Entitlement and Blame
Many people ask me how they *know* that they are on step 7. Is it a date, hit detox, and then wham, there you are? Is it having a perfect program, every step clean and organized and sorted? How can someone on Step 7 muck around or be sloppy with the food journal? Do they have to revert? If they wobble, do they *lose* their status?
Now, what I am going to say here may surprise you. But step 7 is really about a state of being rather than a destination. Step 7 is affectionately called the *getting a life* step, but really, that hardly defines it. It is about how you meet the world and it is radically different from how the world was before you started the program. Let me walk you through the transformation.
I know from lots and lots of experience that the hallmarks of untreated sugar sensitivity are what I call entitlement and blame. We feel done unto. My husband, my boss, my mother, my children, my life, my stress, my health *made me*. You feel victimized by circumstance. It made you be this way. If he hadn't....I wouldn't be this way. You do not take responsibility for what happens around you because you do not feel empowered. You feel helpless in the face of things happening. And you blame the outside world for things not working.
At the same time, because you feel victimized you feel you are entitled to things. Well, I deserve to be...because..they owe me. Often this is the company owes me because I am poor and work hard and they make lots of money. I hear this as I deserve to not have to pay for the program because I am poor and am entitled to it for free.
These feelings, are biochemically induced. Now, that sounds pretty outrageous doesn't it? However, these are the very feelings that change with the program. Working with your journals helps you to see connections, and something called consequence. If I eat this, this happens. No one does it to me. There is a connection between what I do and what happens. You start making little connections..and over time they grow. As you get more steady, you can make more powerful connections.

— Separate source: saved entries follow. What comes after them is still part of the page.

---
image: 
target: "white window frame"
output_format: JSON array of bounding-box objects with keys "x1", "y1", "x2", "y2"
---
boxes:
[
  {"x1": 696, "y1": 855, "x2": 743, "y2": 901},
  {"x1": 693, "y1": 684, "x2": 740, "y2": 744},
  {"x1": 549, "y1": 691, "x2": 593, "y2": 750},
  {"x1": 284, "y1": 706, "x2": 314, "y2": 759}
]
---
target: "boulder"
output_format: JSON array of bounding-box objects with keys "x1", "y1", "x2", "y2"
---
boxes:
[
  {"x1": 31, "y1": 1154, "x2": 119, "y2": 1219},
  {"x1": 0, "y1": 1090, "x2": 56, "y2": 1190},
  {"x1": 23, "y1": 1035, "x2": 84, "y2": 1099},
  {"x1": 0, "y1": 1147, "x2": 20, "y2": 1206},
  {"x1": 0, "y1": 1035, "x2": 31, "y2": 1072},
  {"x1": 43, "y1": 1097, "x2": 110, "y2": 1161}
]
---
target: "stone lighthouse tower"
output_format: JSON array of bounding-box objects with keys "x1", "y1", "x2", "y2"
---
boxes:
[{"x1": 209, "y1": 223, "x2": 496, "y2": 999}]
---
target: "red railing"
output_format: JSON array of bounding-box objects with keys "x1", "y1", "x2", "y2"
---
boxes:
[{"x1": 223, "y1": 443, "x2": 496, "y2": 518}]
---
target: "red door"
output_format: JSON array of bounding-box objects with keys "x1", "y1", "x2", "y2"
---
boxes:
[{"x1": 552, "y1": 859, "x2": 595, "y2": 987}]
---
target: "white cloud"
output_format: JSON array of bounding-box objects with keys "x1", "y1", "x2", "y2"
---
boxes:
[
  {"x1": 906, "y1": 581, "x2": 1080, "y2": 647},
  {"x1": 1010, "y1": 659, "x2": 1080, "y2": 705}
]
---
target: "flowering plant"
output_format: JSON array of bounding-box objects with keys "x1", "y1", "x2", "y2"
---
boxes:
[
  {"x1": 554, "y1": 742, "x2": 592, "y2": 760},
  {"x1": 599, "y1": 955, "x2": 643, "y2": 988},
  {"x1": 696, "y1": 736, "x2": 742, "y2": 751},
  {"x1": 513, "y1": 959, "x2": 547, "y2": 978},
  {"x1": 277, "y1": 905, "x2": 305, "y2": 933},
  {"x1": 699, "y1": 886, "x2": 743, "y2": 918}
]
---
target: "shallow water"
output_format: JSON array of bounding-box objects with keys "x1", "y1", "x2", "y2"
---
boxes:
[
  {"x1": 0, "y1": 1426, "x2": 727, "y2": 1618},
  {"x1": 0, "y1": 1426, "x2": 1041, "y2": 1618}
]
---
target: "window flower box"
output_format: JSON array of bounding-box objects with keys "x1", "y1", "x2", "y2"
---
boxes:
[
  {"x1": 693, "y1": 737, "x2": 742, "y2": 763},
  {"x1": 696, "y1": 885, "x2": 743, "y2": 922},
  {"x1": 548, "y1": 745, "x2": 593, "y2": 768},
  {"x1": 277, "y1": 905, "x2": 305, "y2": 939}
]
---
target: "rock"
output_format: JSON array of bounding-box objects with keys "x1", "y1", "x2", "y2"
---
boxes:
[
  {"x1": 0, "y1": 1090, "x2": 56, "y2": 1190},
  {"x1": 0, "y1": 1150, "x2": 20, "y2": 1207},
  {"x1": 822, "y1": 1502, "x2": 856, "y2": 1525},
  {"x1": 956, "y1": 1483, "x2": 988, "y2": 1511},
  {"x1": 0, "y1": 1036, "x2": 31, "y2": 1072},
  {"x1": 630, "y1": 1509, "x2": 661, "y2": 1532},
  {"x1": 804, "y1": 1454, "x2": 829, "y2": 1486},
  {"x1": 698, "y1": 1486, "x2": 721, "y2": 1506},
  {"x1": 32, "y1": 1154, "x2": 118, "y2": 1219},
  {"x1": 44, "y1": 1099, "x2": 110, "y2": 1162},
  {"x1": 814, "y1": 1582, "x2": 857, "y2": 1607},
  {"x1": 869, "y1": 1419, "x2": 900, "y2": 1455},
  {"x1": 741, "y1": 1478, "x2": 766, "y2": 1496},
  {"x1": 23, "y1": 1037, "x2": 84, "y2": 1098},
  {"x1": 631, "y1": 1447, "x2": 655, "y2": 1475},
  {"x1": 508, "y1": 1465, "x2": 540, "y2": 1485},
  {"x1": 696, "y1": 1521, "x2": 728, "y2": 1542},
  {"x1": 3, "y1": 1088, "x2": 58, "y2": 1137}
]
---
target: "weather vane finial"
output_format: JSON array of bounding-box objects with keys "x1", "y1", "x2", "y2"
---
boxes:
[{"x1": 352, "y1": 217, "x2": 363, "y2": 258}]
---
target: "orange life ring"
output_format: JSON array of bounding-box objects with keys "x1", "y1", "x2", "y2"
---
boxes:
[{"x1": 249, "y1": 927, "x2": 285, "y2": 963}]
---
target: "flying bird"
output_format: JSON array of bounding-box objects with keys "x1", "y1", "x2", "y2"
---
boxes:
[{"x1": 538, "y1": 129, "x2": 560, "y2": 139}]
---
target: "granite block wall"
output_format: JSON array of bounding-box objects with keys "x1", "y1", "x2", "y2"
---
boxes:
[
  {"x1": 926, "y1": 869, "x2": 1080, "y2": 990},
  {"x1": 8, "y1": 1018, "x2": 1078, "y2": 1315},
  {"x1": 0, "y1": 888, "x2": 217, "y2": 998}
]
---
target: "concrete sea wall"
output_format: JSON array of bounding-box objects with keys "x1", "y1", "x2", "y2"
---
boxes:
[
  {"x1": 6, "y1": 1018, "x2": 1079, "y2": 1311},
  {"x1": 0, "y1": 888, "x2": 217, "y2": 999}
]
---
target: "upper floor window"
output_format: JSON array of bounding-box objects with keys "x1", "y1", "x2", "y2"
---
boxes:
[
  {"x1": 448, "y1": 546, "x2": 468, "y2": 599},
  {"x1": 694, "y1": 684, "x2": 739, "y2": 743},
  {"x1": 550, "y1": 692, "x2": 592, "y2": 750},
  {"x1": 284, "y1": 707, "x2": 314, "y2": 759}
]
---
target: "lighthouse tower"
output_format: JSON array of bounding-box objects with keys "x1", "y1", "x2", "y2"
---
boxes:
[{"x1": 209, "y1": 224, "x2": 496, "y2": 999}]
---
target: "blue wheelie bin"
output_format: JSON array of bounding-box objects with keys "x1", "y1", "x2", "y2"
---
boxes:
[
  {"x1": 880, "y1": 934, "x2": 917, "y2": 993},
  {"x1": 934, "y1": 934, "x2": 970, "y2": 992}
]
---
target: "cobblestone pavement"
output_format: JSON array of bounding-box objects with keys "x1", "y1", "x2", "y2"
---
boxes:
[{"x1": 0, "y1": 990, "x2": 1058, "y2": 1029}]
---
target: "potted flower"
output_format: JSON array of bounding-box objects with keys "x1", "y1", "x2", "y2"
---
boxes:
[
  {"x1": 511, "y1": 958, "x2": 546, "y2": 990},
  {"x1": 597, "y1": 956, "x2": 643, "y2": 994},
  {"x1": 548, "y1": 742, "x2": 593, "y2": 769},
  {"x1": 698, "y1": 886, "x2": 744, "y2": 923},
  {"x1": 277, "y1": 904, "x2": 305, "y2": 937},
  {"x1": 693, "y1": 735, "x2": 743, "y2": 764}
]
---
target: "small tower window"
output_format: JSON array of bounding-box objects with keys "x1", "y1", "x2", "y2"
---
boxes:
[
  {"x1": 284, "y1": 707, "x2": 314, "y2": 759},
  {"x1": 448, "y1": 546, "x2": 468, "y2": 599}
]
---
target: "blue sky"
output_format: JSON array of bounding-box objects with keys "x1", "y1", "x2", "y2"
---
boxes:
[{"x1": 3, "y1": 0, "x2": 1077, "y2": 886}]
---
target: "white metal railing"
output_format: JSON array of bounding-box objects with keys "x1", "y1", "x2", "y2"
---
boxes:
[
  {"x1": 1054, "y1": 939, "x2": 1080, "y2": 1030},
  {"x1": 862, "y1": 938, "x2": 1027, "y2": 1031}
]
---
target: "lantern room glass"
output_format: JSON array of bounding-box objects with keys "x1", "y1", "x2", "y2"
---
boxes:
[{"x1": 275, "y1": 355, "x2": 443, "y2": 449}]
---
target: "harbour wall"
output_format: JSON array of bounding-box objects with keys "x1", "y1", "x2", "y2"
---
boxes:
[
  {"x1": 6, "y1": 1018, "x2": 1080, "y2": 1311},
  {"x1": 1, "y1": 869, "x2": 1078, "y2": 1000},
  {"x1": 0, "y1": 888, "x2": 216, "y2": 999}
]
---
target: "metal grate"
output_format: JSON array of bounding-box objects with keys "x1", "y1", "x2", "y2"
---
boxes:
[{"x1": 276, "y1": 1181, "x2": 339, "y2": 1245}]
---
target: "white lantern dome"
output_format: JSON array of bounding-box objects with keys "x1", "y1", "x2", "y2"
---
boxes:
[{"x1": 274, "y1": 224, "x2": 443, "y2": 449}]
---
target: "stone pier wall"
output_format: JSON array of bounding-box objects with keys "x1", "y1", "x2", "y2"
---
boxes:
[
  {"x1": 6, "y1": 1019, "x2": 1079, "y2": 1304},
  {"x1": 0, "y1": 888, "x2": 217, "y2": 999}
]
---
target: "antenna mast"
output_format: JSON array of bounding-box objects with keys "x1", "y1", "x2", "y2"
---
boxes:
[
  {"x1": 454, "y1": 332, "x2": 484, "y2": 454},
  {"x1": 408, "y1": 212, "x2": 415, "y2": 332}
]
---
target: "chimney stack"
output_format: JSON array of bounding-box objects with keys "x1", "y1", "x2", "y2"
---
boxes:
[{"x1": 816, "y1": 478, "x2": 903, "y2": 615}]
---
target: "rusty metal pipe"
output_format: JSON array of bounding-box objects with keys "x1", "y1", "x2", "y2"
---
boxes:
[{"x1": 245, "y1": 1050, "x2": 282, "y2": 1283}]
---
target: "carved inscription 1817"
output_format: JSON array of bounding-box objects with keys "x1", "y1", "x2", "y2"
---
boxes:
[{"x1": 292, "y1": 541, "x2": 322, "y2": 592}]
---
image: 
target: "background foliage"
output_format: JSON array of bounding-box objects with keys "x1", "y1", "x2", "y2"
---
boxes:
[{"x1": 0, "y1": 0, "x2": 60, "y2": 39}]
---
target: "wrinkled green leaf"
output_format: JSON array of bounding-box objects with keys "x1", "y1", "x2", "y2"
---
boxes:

Yes, my husband is abusive, but I stay here. Things like that. You start seeing yourselves as players rather than victims. And even more striking, when people critique you, you have this remarkable detachment. You take what is real, own it and are even grateful for the feedback rather than being devastated by it. For example, early in the program, if I offer a suggestion, not even a critique, but a simple reflection that perhaps eating a potato the size of a football might not be the best option, the person who started the program 3 days ago is either brushed or outraged that I do not understand their special situation and they go off in a huff or unsubscribe from the program for a year. If I say that to a person in balance, they say *Oh my, whatever was I thinking about. Thank you.*
I listen for this change. Sometimes it comes early. But most often it is the change that tells me most about Step 7 consciousness. One of my leadership people makes a mistake. We have a code for mistakes called the FANTASTIC! code. They say, *Oh fantastic, let me go clean that one up*. We laugh and it is no bigger than an error to be corrected. Or someone wobbles, and I say, *Hey, how about a sabbatical while you steady up there?* and they say...*yah, yah, let me go catch my breath and tighten up my plan. My timing is off, I am eating out too much.* And they do. Now let me tell you, working and playing with people in this energy is beyond comparison.
You all feel it drifting through. Those of you on the more senior lists drink from the well. Those of you just starting know this is what you want. This is part of radiance, this humor, this joy, this resilience. It is way more than no longer yelling at your kids. It is getting a life. No more blame, lots of taking responsibility. No more entitlement, just humble willingness to work, show up and participate. Pretty nice from where I sit.